As APS solutions evolve, will planners still be needed?
October 14, 2014
Production planning has been one of the most important verticals from the shop floor operations management perspective. Traditionally, this activity is performed by an individual or a team of planners, depending on the scale and complexity of an operation. Over the last few weeks, we have been discussing the revolutionary effect that APS, or Advanced Production Scheduling, software embedded in an MES system can cause to a plant’s operation in terms of improved uptime, resource utilization, efficiency and overall profits. A question which naturally comes to mind then is, if the new scheduling software is capable of providing optimization of the process, based on potent information collected by the MES in real time, are the planners or the planning vertical still needed? Are these personnel just a redundant cost or are they needed even after investing in high-end hugely capable and analytical scheduling application and MES.
Today we will explore how and why planners are needed to better manage a modern plant and why they perform better with an APS built into an MES application. Planners are traditionally people who deal with all kinds of data encompassing all verticals of the organization from procurement to logistics. They deal with information such as the inflow of orders, demand trend, vis-à-vis production capacities, customer priorities, machine availability/schedule, delivery dates and so on. The most important part a planner plays in a manufacturing plant is to provide a clear picture to both sales and production verticals, as to what needs to be done, what can be done and what should not be done. They are able to do so considering multiple optimization criterion and process constraints, coupled with the knowledge they have gathered doing the planning exercise over the years. Personnel working in this particular functional area, have a keen eye to detect where a small almost harmless machine break-down or shortage of material might affect an order which needs to be shipped two months from now. Here it’s important to highlight that this functional expertise of connecting and comparing disparate data sets along with events which generate them, then using it to predict the future workflow, is what makes planners a vital part of plant floor management.
Software applications are extremely important for manufacturing, especially the applications like the MES equipped with a scheduling module or APS, as we have come to know it. The MES application collects process data which is almost instantaneously available for analysis by its other modules, such as the APS. We have previously seen that an APS may use the data collected by the MES to predict and create an optimum or near optimum schedule, considering the optimization criteria/criterion which has been defined as needed by the plant’s management. Please bear in mind that these optimization criteria are generally aligned to the overall strategy of the organization and is coherent with the tactical plans/schedules made. We will discuss them in greater detail soon. However, coming back to the APS application, the main reason why these applications become a must have, is because of the fact that they detect events and issues as they arise both on and off the shop-floor. Also, they provide best possible schedules based on the information available and provide decision makers a logical and actionable course to consider. But like all software applications, the MES application is also meant to provide information to aid better, faster and more accurate decision making. This statement implies that although an APS may help optimize planning, it does not necessarily eliminate the need to have production planners.

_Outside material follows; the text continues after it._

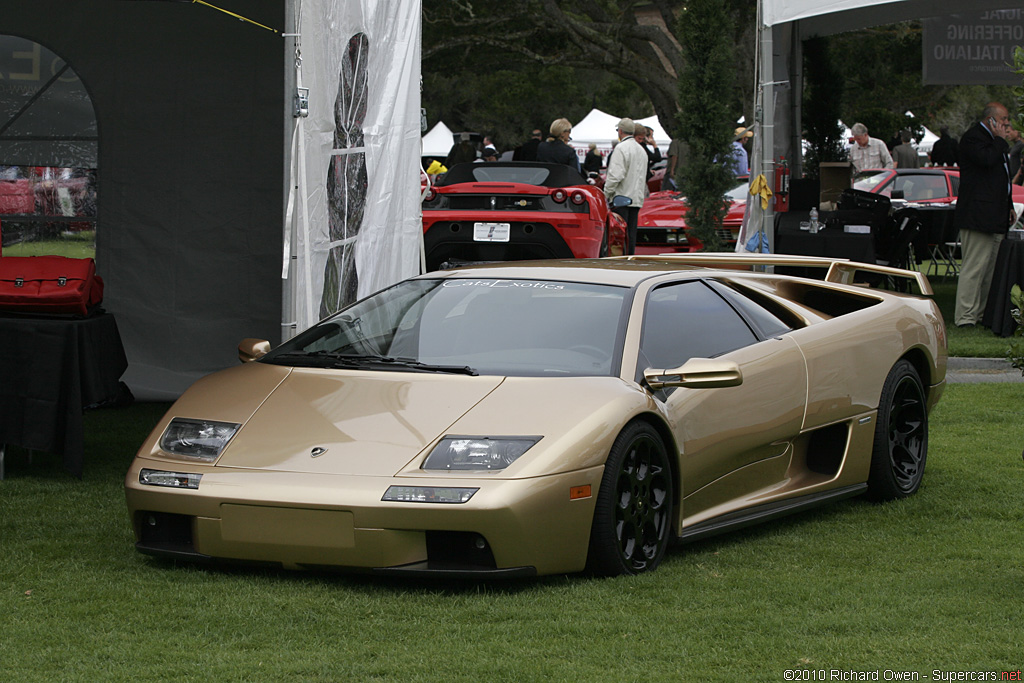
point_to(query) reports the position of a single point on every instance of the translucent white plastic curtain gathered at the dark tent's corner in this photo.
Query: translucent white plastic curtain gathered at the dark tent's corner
(354, 218)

Imagine having an advanced scheduling software which detects a break-down in a critical piece of plant equipment. Then it analyses the current production schedule and the load on that particular machine uses optimization criteria to provide best possible solution/s. However the personnel in-charge of finalizing the schedule, overlook the breakdown and simply override the schedule suggested by the application and thereby cause production to get bottlenecked and cause a loss of thousands of dollars. The fact of the matter is that although the APS might be the ideal vehicle to steer the production, through information based, real-time and dynamic scheduling, the personnel driving the vehicle should be capable enough to utilize the application and its functionality better. Experienced planners may be able to save millions of dollars for the company, by using the information from the APS to better schedule the production. It is this unique amalgamation of technology and experience which provide long-lasting synergies for the organization. Planners may frequently alter the optimization criteria based on current situation of order flow or machine capacity or strategic implications, or reconfigure the APS to provide coupe of options of probable schedules based on different criterion. The planners may then consult sales or customer service to finally decide on a schedule. This human aspect which planners bring to the table, truly completes and compliments the advantage provided by an APS which is built into the MES.
So if you are the operations director of a plant and have recently deployed an APS in your MES application, please bear in mind good planners are still one of the most important positions in a manufacturing company. It’s extremely critical to realize that the APS only provides the means to achieve optimization and it’s the planner who steers the actual operation to meet this optimum schedule. It is the unique marriage of experience and real-time, analytical data from the APS/MES which will truly make the scheduling activity more fruitful. Either one of them when employed separately might still be useful, but they provide true value when put in action together.